Il centravanti biancorosso è l’unico infortunato nella truppa di Auteri. “Posto in squadra, matrimonio, rinnovo del contratto: pian piano recupererò le cose belle che mi sono perso”.
“Il 2020 non è stato un anno positivo”. Simone Simeri non vuole essere pessimista, ma l’anno in corso gli ha riservato più dolori che gioie. Ma il centravanti napoletano, dal ritiro del Bari a Cascia, rilancia la sfida: “Ho disputato una buona stagione, ma l’epidemia da coronavirus ha interrotto il campionato, ci ha privato dei tifosi: con la loro presenza i playoff avrebbero avuto un’altra storia. Non ho potuto giocare la partita più importante dell’anno e soffro moltissimo insieme ai tanti sostenitori che me lo ricordano, convinti di un esito differente con me in campo. E’ stato rinviato il mio matrimonio, è saltata la promozione in B alla quale tenevo tantissimo, così come il rinnovo con il Bari che ancora non si è concretizzato. Ma riprenderemo tutto con il tempo. Nessuno pensava che avrei corso fin dal primo giorno di ritiro e invece sto recuperando in anticipo sulla tabella di marcia. Mi porrò obiettivi ancora più grandi e darò tutto pur di raggiungerli”.

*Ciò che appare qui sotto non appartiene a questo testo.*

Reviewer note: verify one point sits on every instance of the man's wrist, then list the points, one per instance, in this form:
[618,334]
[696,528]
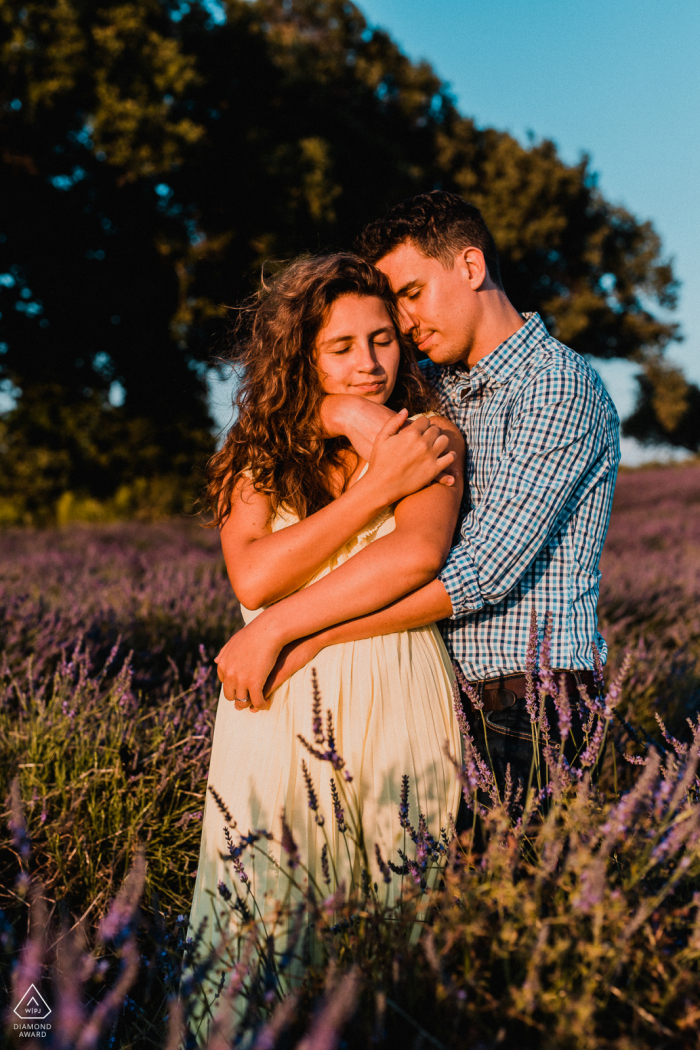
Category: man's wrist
[334,414]
[276,625]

Il 27enne partenopeo giura ancora fedeltà al Bari parlando della sua esultanza. “Il gesto della cresta del gallo è nata a Bari per un omaggio al simbolo di questa squadra e ad un attaccante come Belotti che stimo particolarmente. Questo gesto è diventato il mio segno distintivo, ma è inscindibilmente legata a questa esperienza. Se mai dovessi andare via, quell’esultanza morirà qui. Tuttavia, spero di essere utile anche a mister Auteri. Non ho ancora lavorato con lui, ma ogni volta che passo a bordo campo sento le sue urla, gli incitamenti, percepisco il suo carisma. Sta inculcando una dote molto importante: andare oltre la fatica. Una caratteristica che forse ci è un po’ mancata lo scorso anno. Spero di mettermi quanto prima a sua disposizione”.